Thursday, June 28, 2012

An intuitive view of Algorithms in terms of Category Theory


Inspired by this wonderful article : Why do monads matter?

A function gives one only value of the codomain for each element of the domain set (and thus it can be evaluated a single time for each input value, get its result and forgetting about doing this computation again, that is called graph reduction), 

A category (forget about laws and properties for a moment) is made of a "function generalization" that admita many arrows  from each element of the domain to many elements in the codomain. this wider concept is called a morphism (If I´m not wrong). for that matter, an statement like"getChar", that returns a different output each time can be understood mathematically only using category theory. This is the reason why Category Theory is so important for a mathematical understanding of any algorithm in any  programming language. Because an algorithm is a chain of statements, mathematically it is a chain of morphisms. Generally an algorithm has many statements like getChar that are impure , because it does something with the external world) so the algorithm when executed trough these morphisms travels different graphs on each execution.  To discover where the chain of arrows goes each time, it is necessary to execute the chain of sentences every time.
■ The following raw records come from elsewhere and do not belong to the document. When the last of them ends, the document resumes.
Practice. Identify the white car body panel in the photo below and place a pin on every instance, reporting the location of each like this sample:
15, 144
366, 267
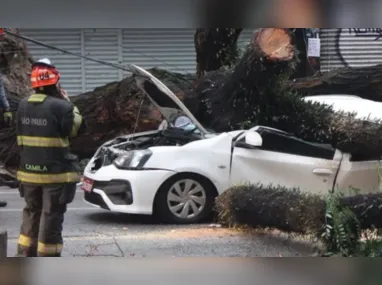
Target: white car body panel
211, 158
256, 165
144, 183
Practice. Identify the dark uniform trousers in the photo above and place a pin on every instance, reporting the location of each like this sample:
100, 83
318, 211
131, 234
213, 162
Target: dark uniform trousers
43, 217
47, 173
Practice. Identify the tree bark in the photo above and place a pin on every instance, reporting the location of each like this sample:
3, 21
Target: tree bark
252, 93
234, 98
365, 82
215, 48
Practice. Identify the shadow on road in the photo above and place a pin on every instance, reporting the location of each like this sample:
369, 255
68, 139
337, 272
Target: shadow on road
119, 218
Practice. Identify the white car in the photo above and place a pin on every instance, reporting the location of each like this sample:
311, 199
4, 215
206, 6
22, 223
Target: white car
176, 172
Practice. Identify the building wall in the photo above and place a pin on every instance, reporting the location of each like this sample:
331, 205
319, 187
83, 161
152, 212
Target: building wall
350, 47
172, 49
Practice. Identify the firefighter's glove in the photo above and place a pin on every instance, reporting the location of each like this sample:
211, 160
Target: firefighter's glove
8, 118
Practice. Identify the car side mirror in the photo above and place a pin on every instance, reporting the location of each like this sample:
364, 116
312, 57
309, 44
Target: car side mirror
253, 139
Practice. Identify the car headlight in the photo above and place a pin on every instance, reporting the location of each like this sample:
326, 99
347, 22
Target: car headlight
133, 159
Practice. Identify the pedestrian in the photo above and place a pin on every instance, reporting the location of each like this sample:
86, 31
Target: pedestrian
6, 114
47, 173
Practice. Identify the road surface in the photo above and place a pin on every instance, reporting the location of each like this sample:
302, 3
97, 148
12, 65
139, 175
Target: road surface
90, 231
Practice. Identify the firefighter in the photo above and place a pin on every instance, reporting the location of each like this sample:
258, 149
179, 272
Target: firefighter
4, 106
47, 173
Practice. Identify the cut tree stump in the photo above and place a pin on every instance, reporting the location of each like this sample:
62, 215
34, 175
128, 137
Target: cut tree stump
252, 93
3, 244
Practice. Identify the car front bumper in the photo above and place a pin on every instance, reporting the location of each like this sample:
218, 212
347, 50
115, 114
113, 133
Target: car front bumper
125, 191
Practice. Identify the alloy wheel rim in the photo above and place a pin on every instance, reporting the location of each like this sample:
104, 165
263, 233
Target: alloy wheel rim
186, 199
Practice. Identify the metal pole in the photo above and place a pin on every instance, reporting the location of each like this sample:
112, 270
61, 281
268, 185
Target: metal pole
3, 244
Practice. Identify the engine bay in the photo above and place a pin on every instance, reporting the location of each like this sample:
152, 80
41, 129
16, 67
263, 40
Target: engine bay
168, 137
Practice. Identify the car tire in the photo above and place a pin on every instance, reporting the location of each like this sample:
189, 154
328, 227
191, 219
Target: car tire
201, 190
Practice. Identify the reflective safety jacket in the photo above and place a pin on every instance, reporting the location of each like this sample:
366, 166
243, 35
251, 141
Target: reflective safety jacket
44, 126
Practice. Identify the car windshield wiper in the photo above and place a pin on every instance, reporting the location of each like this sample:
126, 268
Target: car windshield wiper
237, 136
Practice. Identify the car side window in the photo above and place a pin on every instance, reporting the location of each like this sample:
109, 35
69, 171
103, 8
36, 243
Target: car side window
285, 143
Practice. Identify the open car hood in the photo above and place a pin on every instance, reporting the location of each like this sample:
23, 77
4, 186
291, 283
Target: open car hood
162, 97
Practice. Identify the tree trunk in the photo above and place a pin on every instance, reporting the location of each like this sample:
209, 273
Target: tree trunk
237, 97
253, 93
365, 82
215, 48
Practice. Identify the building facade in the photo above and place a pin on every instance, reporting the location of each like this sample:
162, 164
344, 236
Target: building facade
171, 49
350, 47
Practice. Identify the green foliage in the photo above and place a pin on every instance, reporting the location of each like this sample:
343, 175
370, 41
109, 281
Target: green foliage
342, 229
342, 224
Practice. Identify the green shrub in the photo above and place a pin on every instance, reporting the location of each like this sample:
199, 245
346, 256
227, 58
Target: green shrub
338, 221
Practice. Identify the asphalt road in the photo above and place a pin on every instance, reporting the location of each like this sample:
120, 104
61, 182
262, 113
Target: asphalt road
90, 231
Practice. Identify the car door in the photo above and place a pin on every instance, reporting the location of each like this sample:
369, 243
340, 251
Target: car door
359, 176
287, 165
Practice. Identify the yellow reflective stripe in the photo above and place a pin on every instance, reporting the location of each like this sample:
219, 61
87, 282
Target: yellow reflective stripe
37, 98
25, 241
77, 121
49, 248
48, 178
42, 141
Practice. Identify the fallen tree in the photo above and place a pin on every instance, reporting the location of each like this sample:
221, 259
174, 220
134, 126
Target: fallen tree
365, 82
215, 48
251, 93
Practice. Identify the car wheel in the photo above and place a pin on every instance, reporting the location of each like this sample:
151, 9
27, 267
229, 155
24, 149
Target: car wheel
185, 199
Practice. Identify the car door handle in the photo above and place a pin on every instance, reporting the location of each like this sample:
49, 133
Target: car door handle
322, 171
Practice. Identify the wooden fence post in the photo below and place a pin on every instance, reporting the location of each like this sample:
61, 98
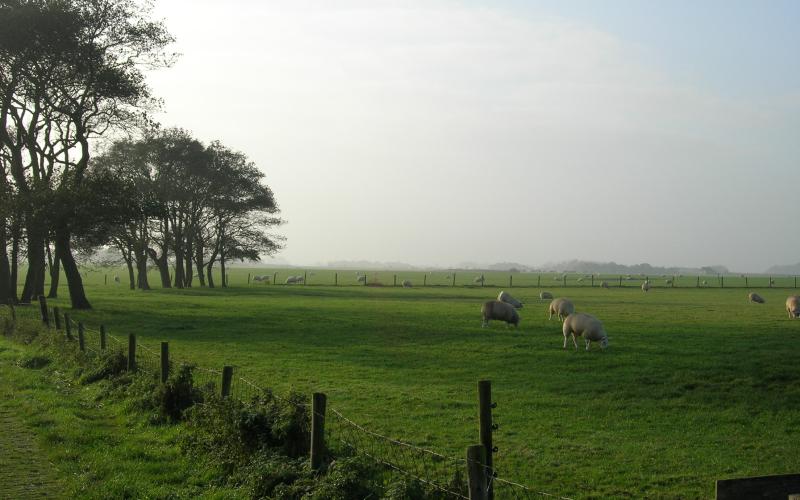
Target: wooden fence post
44, 311
81, 337
227, 378
164, 362
318, 404
476, 472
485, 406
68, 326
131, 353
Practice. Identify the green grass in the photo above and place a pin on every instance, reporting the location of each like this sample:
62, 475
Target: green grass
62, 440
697, 385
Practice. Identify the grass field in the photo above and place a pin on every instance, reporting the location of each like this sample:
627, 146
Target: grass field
697, 384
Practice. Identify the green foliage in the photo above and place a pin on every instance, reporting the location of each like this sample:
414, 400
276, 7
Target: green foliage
109, 364
33, 361
178, 394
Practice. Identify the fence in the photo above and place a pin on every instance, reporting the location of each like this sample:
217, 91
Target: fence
509, 280
329, 426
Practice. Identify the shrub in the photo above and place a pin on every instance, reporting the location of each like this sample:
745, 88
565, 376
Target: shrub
110, 364
177, 394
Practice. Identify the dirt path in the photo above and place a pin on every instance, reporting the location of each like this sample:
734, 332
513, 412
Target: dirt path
24, 472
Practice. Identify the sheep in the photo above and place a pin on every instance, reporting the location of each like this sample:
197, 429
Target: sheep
793, 306
508, 299
585, 325
561, 307
495, 309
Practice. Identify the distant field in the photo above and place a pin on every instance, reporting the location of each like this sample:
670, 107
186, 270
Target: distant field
238, 276
697, 384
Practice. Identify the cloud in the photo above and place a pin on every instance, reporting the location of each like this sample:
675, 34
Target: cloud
434, 132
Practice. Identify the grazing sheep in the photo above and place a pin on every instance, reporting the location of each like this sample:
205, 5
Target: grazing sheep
793, 306
508, 299
495, 309
561, 307
580, 324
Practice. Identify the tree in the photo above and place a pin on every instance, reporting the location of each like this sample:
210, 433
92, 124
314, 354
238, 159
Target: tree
69, 72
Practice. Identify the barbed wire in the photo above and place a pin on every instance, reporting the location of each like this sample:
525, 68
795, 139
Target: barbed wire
444, 474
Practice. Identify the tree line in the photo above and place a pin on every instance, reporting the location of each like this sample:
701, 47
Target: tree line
71, 74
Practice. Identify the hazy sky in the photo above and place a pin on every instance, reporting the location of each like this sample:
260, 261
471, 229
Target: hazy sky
438, 132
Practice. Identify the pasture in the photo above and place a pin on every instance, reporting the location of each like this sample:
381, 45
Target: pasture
697, 384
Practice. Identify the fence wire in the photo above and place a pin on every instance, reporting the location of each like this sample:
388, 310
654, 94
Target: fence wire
447, 475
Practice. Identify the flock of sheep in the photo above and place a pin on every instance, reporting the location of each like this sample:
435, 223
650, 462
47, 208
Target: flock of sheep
576, 324
504, 308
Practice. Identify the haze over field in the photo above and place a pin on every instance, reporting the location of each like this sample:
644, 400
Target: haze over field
439, 132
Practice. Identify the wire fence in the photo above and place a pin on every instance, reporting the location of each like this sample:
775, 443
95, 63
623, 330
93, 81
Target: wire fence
445, 474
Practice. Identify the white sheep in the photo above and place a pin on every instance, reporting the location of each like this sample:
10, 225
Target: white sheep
561, 307
587, 326
508, 299
793, 306
501, 311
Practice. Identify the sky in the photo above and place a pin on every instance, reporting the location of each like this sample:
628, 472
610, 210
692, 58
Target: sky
440, 132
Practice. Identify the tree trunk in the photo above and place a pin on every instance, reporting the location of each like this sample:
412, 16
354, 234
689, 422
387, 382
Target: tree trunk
77, 294
162, 265
15, 238
131, 277
55, 271
224, 279
5, 267
141, 269
198, 262
210, 274
189, 271
34, 279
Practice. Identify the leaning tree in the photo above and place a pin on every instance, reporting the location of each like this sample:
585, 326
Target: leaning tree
70, 71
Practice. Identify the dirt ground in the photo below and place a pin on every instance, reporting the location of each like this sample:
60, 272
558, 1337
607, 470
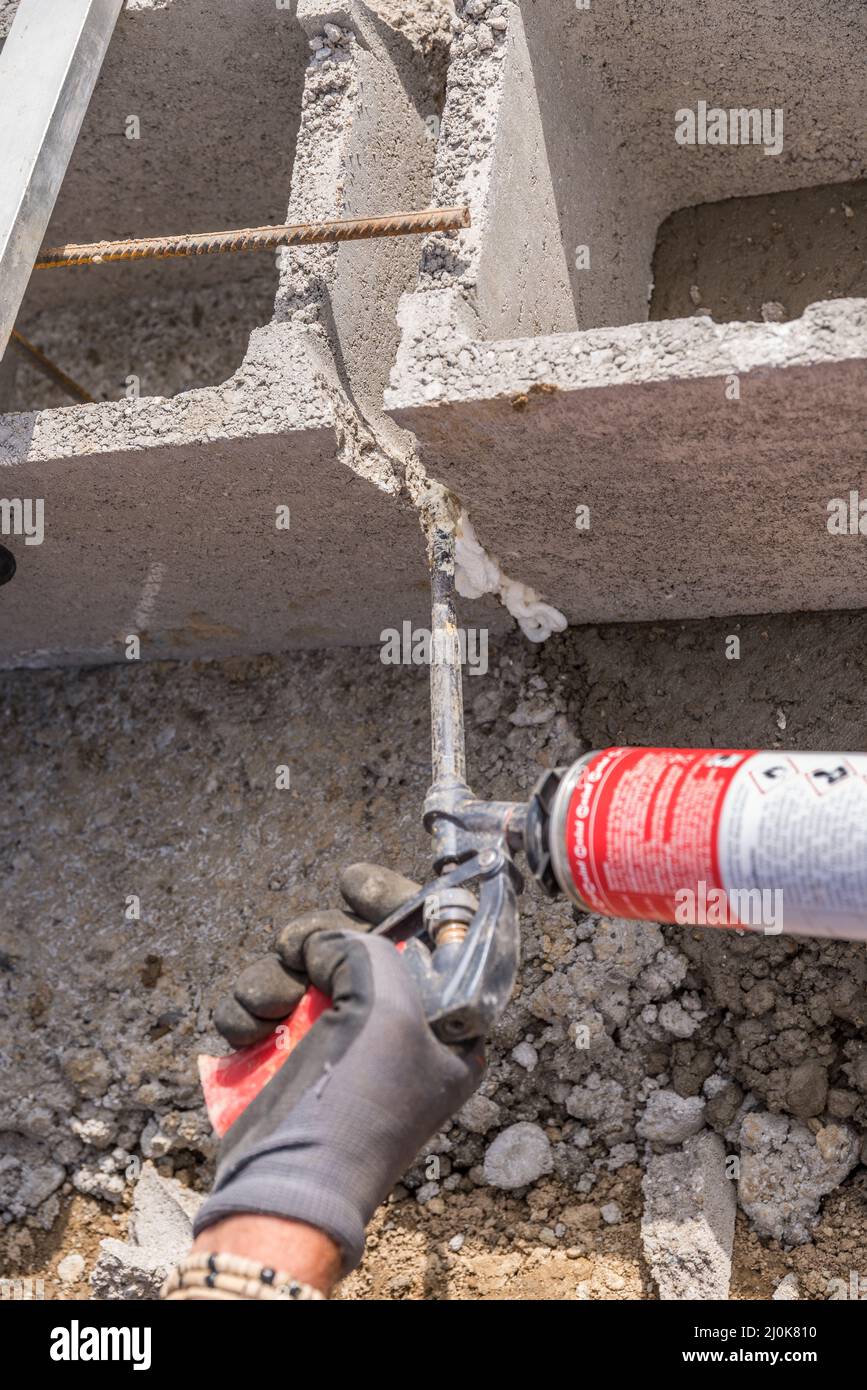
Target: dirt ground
161, 780
784, 249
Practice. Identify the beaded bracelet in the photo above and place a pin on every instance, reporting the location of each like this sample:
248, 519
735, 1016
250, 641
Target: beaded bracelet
202, 1276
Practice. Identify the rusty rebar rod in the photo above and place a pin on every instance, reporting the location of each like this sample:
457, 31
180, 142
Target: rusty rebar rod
257, 238
50, 369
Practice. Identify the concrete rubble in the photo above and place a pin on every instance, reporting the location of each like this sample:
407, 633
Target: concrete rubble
160, 1233
688, 1223
336, 384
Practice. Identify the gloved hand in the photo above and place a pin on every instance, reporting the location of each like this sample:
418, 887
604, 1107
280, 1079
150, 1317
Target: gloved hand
361, 1093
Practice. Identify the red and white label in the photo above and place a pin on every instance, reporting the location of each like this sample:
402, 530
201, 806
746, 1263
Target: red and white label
723, 837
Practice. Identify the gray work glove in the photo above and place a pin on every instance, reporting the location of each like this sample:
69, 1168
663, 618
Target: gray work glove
361, 1093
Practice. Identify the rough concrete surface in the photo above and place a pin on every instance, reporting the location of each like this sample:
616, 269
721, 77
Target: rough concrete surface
641, 374
159, 783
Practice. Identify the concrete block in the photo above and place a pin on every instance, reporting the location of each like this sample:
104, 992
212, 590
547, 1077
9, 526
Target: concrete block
703, 455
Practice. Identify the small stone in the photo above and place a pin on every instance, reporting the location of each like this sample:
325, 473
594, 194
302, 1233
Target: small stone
787, 1290
670, 1118
518, 1157
807, 1090
688, 1222
478, 1115
525, 1055
71, 1268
Imperative languages works "categorically" ever, so they don´t need an special syntax for doing so. It an imperative language find a pure function he will execute it again and again.. It does not know what is pure and what is not.. Haskell permits to discriminate functional code from "normal" "categorical/imperative" code, so the programmer and the compiler can make use of the mathematical properties of pure code with unique paths of execution. That permits equational reasoning and some optimizations. For example, graph reduction, explained above (equational reasoning may be considered as a mental form of graph reduction).


Because a function can not give a different result  haskell can execute it later in time in case it is needed, lazines is another optimization possible as result of the separation of pure functional code from impure code. Something that is not said about laziness is that it permits optimal coarse grained interfaces without losing performance. You can make a deserialized of a  database query result  and only the fields that you use will be deserialized when used.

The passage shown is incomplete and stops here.